КОММЕНТАРИИ
В обществе

В обществеСталин – уходящая натура

6 МАРТА 2005 г. ЕВГЕНИЯ АЛЬБАЦ
Давали спектакль. В театре "Школа современной пьесы" в Москве 5 марта, в день пятьдесят второй годовщины со дня смерти Иосифа Сталина, Сергей Юрский играл премьеру: «Вечерний звон. Ужин у товарища Сталина» (по пьесе Иона Друцэ). Четыре роли: два адъютанта (у одного отец в ГУЛАГе), молодая певичка из Большого театра, приглашенная то ли спеть отцу народов во время ужина, то ли усладить не только слух, но и тело вождя после оного, и, наконец, сам Он. Великий и ужасный, страшный и жалкий, страдающий манией преследования и перекраивающий карту мира, неспособный изъясняться нормальным человеческим языком и не лишенный вкуса к прекрасному (вино, оперный голос, женщины, поэтический текст), комичный в своих страхах и бесконечно одинокий в им же самим выстроенной тюрьме - именно такого Сталина сыграл – и блистательно! – Сергей Юрский в собственном спектакле.

Stalin.narod.ru

В перестройку бы зал на поклонах стоял, потолок – рушился бы от аплодисментов. И хотя публика была вполне разночинская, реагировала она скорее вяло: похлопали и – разошлись.
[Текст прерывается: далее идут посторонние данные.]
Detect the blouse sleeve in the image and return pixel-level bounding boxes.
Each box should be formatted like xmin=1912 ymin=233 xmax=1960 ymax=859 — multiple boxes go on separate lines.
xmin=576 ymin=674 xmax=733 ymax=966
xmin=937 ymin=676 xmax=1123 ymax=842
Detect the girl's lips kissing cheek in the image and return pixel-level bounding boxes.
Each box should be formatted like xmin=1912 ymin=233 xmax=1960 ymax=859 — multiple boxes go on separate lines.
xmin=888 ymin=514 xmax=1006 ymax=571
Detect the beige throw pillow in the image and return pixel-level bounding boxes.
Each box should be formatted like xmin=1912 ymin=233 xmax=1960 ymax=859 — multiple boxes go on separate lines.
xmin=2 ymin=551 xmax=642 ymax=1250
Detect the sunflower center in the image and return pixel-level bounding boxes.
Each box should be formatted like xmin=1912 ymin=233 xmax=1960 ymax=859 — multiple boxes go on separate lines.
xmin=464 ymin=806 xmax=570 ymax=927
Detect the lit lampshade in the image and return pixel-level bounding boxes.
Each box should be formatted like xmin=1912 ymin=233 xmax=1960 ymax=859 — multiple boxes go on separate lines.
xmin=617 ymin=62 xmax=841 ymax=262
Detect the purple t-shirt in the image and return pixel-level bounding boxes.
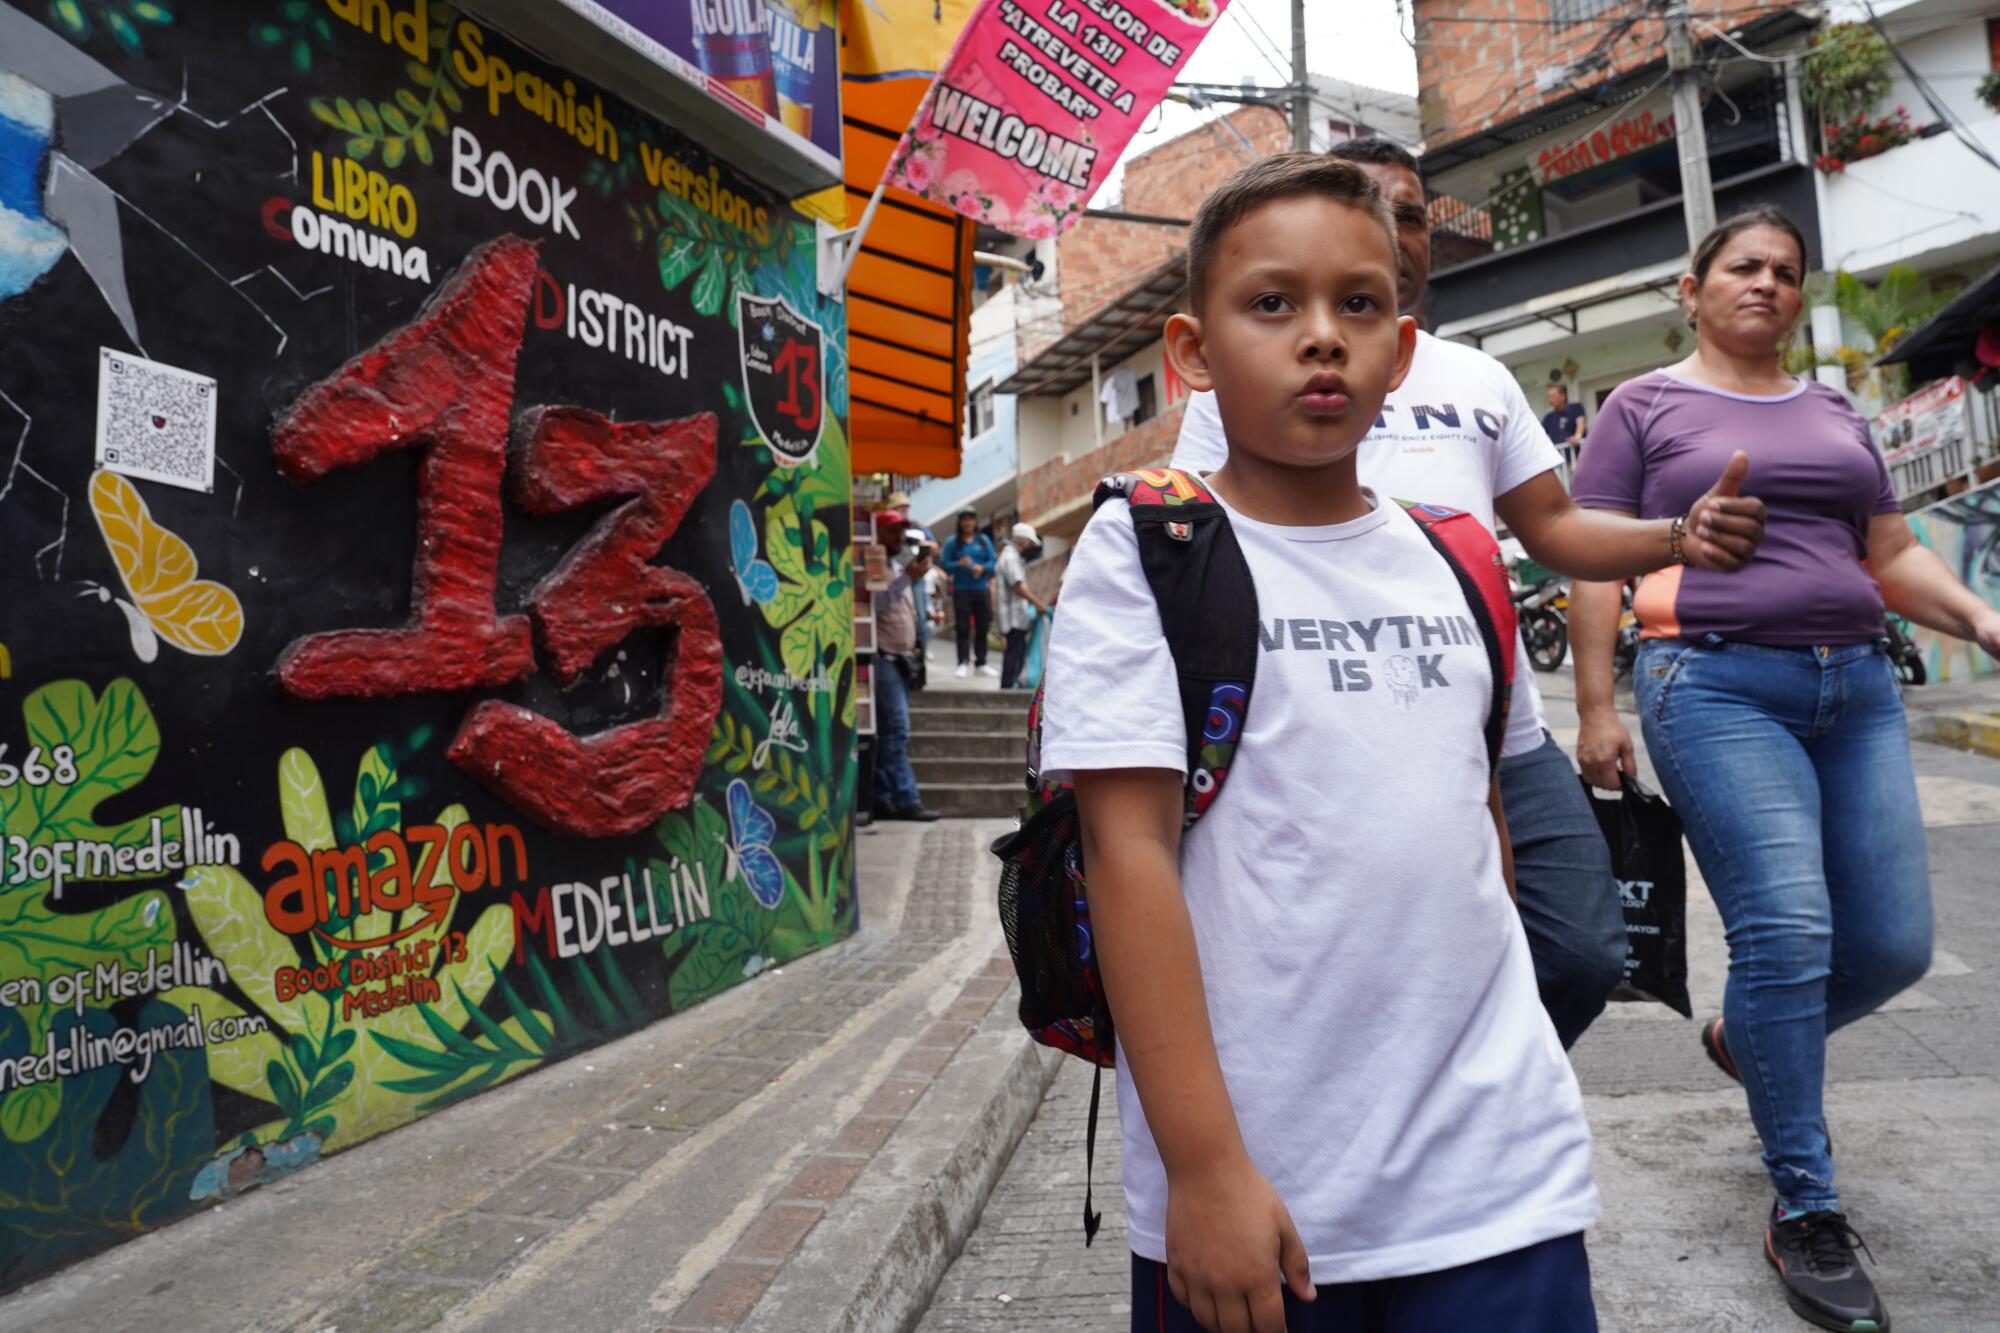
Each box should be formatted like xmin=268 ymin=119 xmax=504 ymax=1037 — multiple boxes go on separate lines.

Антуражем к спектаклю (и возможным объяснением реакции на него) служили результаты соцопросов, широко обсуждавшиеся в предшествующие дни. По данным социологов «Башкирова и партнеры», которые опубликовала газета «Новые Известия», 47 процентов респондентов уверены, что генералиссимус сыграл в истории страны положительную роль, 43 процента – что скорее негативную. По данным ВЦИОМа, только 37 процентов осуждают деяния Сталина. Более того: число тех, кто оценивает его роль в истории страны исключительно положительно, выросло на 4 процента – не бог весть какой рост, в пределах статистической погрешности, но тенденция видна, и прослеживается она уже не первый год. И, по данным того же ВЦИОМа, 42 процента опрошенных хотят видеть в Кремле "нового Сталина".

«Му-ки»,- сказал бы Разгон, с которым мы обязательно в этот день пили бы водку, отмечая день, который оба считали (а я, в отсутствие Льва Эммануиловича Разгона, который уже дано в лучшем из миров, и продолжаю считать) великим днем. Днем начала освобождения многомиллионной страны от рабства, днем начала конца одной из страшных диктатур, которую когда-либо знало человечество. 5 марта – День освобождения, и рано или поздно он таковым и войдет в историю страны. Для Разгона, который отсидел в лагерях семнадцать лучших лет своей жизни, у которого на этапе в лагерь погибла жена (Оксане было едва за двадцать), а на воле росла, чудом избежав знаменитых «Алешек» - детских домов для детей врагов народа, где отец был для всех один – Сталин, и выросла без него дочка, Наташа, - так вот, для Разгона день смерти Сталина был днем, когда забрезжил свет в конце туннеля, когда стало ясно: воля будет (а пришла она через два года), жизнь будет, любимая женщина, Рика, отбывавшая вечную ссылку в Красноярском крае, – встретит и обнимет его. Счастье – будет. И было.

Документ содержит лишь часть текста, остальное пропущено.